Enfin, troisième question soulevée par l’auteur, comment redéfinir le développement ? (chapitre 4) Celui-ci doit être reformulé non seulement dans ses modes de construction (en posant par exemple la question d’une redéfinition des modes de redistribution des richesses) mais dans ses finalités (le développement pour qui ?). En ce sens, le développement soutenable pourrait être considéré comme un simple prolongement, un peu plus qualitatif, du développement actuel. On peut aussi considérer cela comme un simple aménagement technique, mais qui ne peut faire face aux enjeux actuels ; l’auteur présente alors les alternatives au développement autour des idées de "décroissance" (p. 97-106). Il nous semble que d’autres questions auraient pu prétendre à constituer d’autres chapitres. Ainsi, la question de l’évolution des techniques mériterait une plus large place. Les innovations technologiques actuelles -notamment dans le domaine des biotechnologies -obligent à une réflexion importante sur notre capacité à construire une soutenabilité de nos choix sociaux. L’optimisme de l’économie classique s’élabore dans un environnement socio-technique maîtrisé ; comment continuer à concilier un tel optimisme avec une incertitude, la plus souvent complète, du devenir des biotechnologies ?
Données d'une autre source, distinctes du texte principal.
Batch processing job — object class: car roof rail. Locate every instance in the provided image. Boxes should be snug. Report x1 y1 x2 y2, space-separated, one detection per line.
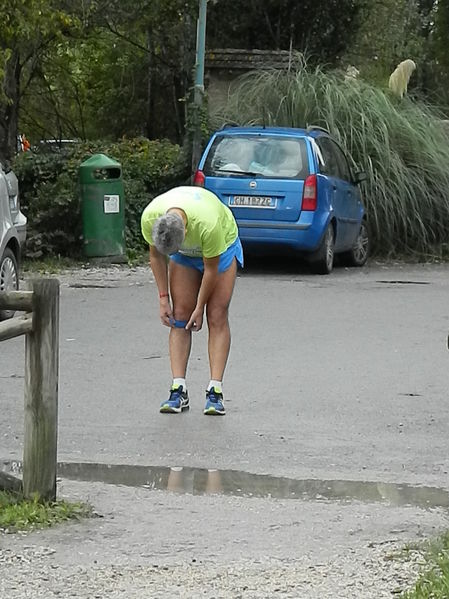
306 125 330 135
220 123 238 131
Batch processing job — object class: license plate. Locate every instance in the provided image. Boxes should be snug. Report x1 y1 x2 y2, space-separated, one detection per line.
229 196 276 208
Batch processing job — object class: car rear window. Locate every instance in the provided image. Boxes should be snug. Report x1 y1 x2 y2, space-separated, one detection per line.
203 135 309 179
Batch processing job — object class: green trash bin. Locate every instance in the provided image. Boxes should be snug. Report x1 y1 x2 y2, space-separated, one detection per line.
79 154 125 261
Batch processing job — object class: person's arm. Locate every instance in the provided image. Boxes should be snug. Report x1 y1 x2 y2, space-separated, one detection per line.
150 245 173 327
186 256 220 331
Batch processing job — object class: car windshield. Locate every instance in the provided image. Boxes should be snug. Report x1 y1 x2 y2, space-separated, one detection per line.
203 134 309 179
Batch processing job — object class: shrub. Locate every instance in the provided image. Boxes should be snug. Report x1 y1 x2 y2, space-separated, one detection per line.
14 138 188 258
214 67 449 256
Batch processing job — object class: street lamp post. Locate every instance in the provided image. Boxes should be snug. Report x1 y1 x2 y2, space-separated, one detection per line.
192 0 207 177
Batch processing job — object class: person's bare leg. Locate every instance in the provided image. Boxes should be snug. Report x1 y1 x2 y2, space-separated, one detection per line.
169 261 202 378
206 259 237 381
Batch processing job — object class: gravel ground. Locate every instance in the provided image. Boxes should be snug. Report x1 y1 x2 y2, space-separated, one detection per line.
0 480 447 599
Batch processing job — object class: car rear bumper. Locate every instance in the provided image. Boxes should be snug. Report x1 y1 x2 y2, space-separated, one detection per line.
237 213 328 252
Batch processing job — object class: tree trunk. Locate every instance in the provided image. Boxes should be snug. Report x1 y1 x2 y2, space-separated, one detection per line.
0 50 20 164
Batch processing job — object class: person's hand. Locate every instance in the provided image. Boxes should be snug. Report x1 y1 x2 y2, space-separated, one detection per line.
159 297 173 327
186 308 204 331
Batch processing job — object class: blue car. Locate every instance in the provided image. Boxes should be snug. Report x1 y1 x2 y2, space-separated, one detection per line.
193 127 369 274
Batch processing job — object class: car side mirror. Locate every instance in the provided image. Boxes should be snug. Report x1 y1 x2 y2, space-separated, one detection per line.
353 171 367 185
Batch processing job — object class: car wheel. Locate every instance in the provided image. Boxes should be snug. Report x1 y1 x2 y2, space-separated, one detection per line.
342 220 370 266
0 248 19 320
310 223 335 275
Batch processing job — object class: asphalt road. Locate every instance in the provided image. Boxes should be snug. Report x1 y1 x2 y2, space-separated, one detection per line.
0 262 449 599
0 262 449 488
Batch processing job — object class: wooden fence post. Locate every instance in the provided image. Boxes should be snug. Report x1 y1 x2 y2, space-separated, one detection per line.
23 279 59 501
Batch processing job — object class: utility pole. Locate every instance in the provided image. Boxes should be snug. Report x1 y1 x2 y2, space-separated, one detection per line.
192 0 207 173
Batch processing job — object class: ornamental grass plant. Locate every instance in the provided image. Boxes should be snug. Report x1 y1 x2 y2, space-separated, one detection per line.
213 65 449 259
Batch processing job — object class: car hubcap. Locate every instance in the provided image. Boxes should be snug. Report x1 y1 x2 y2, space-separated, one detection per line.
0 258 18 291
354 225 368 262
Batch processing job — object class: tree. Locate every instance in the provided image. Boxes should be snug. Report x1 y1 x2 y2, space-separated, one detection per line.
207 0 360 62
0 0 79 161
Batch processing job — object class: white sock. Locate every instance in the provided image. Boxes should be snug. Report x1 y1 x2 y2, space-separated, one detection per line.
171 379 187 391
207 379 223 393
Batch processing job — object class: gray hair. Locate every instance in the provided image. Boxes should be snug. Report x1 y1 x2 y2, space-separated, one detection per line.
152 212 185 254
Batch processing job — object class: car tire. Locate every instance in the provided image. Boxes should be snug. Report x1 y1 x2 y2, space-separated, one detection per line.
0 248 19 320
310 223 335 275
341 220 370 266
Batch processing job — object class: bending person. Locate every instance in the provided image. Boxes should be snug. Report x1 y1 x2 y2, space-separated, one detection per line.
141 186 243 415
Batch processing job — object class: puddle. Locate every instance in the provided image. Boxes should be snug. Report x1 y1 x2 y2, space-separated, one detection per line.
69 283 117 289
376 281 430 285
0 462 449 509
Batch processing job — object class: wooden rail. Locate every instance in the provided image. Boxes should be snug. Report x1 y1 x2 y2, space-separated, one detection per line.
0 279 59 501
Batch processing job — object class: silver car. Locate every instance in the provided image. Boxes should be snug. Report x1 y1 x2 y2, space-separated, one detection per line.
0 159 27 320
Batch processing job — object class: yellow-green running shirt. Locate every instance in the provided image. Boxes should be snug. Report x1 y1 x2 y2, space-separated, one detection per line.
141 186 238 258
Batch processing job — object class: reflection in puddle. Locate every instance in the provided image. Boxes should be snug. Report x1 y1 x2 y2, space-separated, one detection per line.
51 463 449 508
0 462 449 509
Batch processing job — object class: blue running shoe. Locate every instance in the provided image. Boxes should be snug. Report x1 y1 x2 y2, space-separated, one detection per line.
204 387 226 416
159 385 189 414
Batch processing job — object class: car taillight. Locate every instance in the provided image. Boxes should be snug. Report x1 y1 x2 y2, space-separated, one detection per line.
193 171 206 187
302 175 317 210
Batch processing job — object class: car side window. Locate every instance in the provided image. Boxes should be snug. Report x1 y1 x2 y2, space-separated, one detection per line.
316 137 341 178
329 140 352 182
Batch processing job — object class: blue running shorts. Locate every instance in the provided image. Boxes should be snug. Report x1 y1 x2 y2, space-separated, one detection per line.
170 237 243 272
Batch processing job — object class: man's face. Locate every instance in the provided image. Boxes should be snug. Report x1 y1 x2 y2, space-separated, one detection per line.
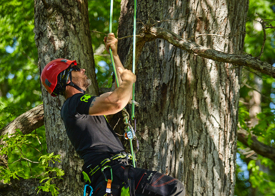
71 68 91 90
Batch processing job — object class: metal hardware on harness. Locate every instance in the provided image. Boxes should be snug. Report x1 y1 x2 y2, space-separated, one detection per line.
101 165 113 193
89 153 132 176
83 184 94 196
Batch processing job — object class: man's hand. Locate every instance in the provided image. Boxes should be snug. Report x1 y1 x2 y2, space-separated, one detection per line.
118 67 136 83
104 33 118 56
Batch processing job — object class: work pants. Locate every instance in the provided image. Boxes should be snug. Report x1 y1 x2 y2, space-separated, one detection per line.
90 163 185 196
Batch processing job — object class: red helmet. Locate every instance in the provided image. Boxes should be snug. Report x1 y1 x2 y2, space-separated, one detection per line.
40 59 77 97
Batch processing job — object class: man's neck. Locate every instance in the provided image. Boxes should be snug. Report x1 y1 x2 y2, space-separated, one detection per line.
65 86 82 99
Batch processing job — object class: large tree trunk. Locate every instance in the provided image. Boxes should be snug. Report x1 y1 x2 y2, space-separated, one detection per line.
34 0 98 196
119 0 248 195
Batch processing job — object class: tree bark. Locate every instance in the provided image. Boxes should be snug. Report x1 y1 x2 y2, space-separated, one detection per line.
34 0 98 196
119 0 248 195
0 105 44 135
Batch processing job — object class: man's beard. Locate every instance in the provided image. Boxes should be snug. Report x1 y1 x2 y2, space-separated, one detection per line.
84 79 92 88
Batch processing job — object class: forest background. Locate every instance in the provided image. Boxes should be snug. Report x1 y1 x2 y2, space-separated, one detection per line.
0 0 275 196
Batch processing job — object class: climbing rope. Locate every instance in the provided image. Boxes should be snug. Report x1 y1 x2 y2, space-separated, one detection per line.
109 0 136 167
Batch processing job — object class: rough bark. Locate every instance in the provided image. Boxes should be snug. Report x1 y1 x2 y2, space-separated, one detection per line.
34 0 98 196
0 105 44 135
119 0 248 195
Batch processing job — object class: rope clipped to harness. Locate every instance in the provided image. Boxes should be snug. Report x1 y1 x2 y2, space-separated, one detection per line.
109 0 139 167
83 184 94 196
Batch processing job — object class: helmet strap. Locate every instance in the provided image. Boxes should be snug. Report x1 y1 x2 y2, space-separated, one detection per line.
66 81 85 94
66 72 85 94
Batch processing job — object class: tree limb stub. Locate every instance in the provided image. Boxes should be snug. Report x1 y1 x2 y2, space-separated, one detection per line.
135 27 275 78
0 105 44 135
237 129 275 162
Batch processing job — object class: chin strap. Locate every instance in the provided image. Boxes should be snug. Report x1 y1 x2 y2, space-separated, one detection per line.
66 82 85 94
66 71 85 94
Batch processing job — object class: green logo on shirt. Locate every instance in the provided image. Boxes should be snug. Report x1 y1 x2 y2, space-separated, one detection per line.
80 95 92 102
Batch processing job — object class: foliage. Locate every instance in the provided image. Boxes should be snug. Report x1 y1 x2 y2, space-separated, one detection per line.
0 128 64 195
0 0 275 196
235 0 275 195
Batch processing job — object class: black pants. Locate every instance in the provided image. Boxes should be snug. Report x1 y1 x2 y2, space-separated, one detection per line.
86 164 185 196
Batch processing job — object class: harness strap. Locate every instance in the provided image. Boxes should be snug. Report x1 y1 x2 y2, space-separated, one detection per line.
89 153 132 176
122 165 135 196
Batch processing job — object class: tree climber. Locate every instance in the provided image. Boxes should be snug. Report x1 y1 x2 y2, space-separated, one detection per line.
41 33 185 196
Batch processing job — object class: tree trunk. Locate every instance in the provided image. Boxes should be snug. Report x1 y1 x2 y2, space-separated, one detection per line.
118 0 248 195
34 0 98 196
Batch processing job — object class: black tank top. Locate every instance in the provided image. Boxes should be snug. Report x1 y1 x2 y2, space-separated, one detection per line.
61 93 124 164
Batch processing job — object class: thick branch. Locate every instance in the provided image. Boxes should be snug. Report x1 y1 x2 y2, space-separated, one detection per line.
0 105 44 135
238 129 275 162
128 27 275 78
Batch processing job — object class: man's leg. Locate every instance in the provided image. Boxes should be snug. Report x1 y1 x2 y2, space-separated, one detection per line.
114 165 185 196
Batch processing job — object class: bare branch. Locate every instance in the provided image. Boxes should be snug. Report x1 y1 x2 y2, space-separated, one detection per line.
129 27 275 78
237 129 275 162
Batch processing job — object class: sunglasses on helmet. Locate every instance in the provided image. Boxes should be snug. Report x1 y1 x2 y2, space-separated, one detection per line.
71 65 80 71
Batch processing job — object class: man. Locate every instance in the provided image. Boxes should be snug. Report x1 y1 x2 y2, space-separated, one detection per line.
41 33 184 196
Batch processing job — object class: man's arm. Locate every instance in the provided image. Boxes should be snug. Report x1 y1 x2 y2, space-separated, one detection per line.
89 64 136 116
104 33 124 87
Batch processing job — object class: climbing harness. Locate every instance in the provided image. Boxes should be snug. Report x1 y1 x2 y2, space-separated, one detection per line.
109 0 136 167
82 153 132 196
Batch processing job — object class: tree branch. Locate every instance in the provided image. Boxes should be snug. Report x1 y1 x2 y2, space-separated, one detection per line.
128 27 275 78
237 129 275 162
0 105 44 135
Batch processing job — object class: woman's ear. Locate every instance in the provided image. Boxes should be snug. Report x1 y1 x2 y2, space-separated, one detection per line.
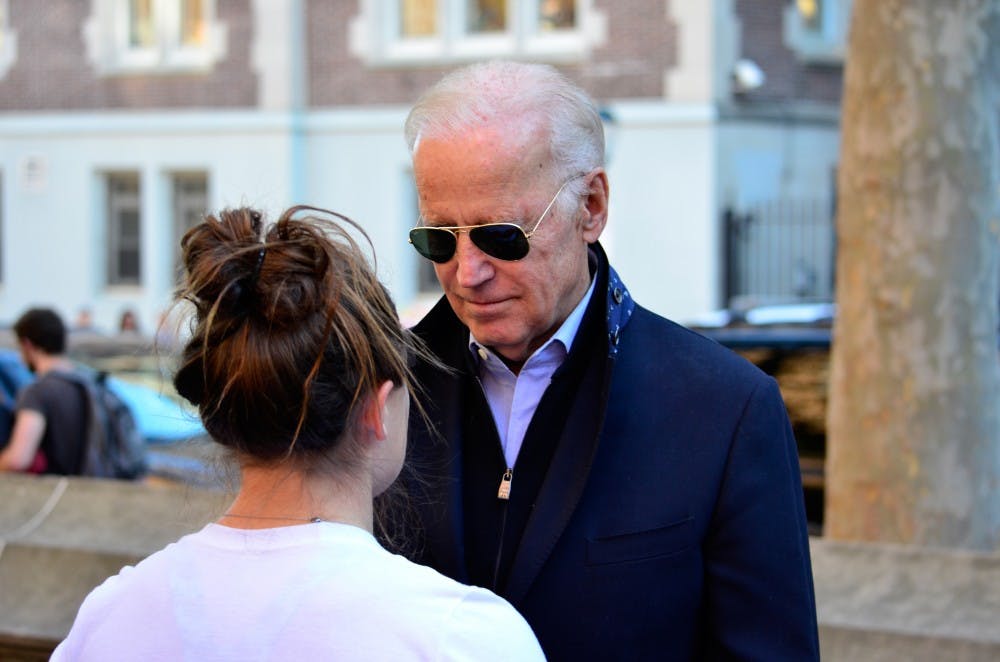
361 380 393 441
Autre question qui mériterait sans doute des prolongements : comment expliquer cette prééminence de l’économie qui affirme, avec prétention, sa capacité à assurer la soutenabilité de notre futur ? L’auteur présente de nombreux courants animant le champ de l’économie, mais ne nous dit rien des raisons (intellectuelles, institutionnelles, académiques, etc.) qui justifient la domination d’un courant économique légitimant encore les concepts de la croissance et du développement. Si, comme le souligne fort justement l’auteur, le développement soutenable est une "question politique" (p. 107) il convient d’interroger ce mécanisme de légitimation d’une vision de l’économie par rapport à une autre...
Fidèle aux objectifs de la collection, qui consiste à donner des repères sur une question, on pourrait regretter que la présentation élabore une démonstration trop distanciée, compte tenu des enjeux soulevés. Rien n’est moins vrai. Franck-Dominique Vivien possède le rare talent de ne pas laisser les mots engloutir l’idée. L’écriture n’est pas dupe des mécanismes qu’elle démontre : la présentation, souvent académique des auteurs, ne s’enferme pas dans une présentation simplement technique. Au contraire, les nombreux encarts qui illustrent le texte montrent à quel point la réalité vient sans cesse relativiser les constructions scientifiques. Nous invitons le lecteur à traquer la formule qui interroge la démonstration et offre un levier pour déconstruire l’évidence du modèle scientifique.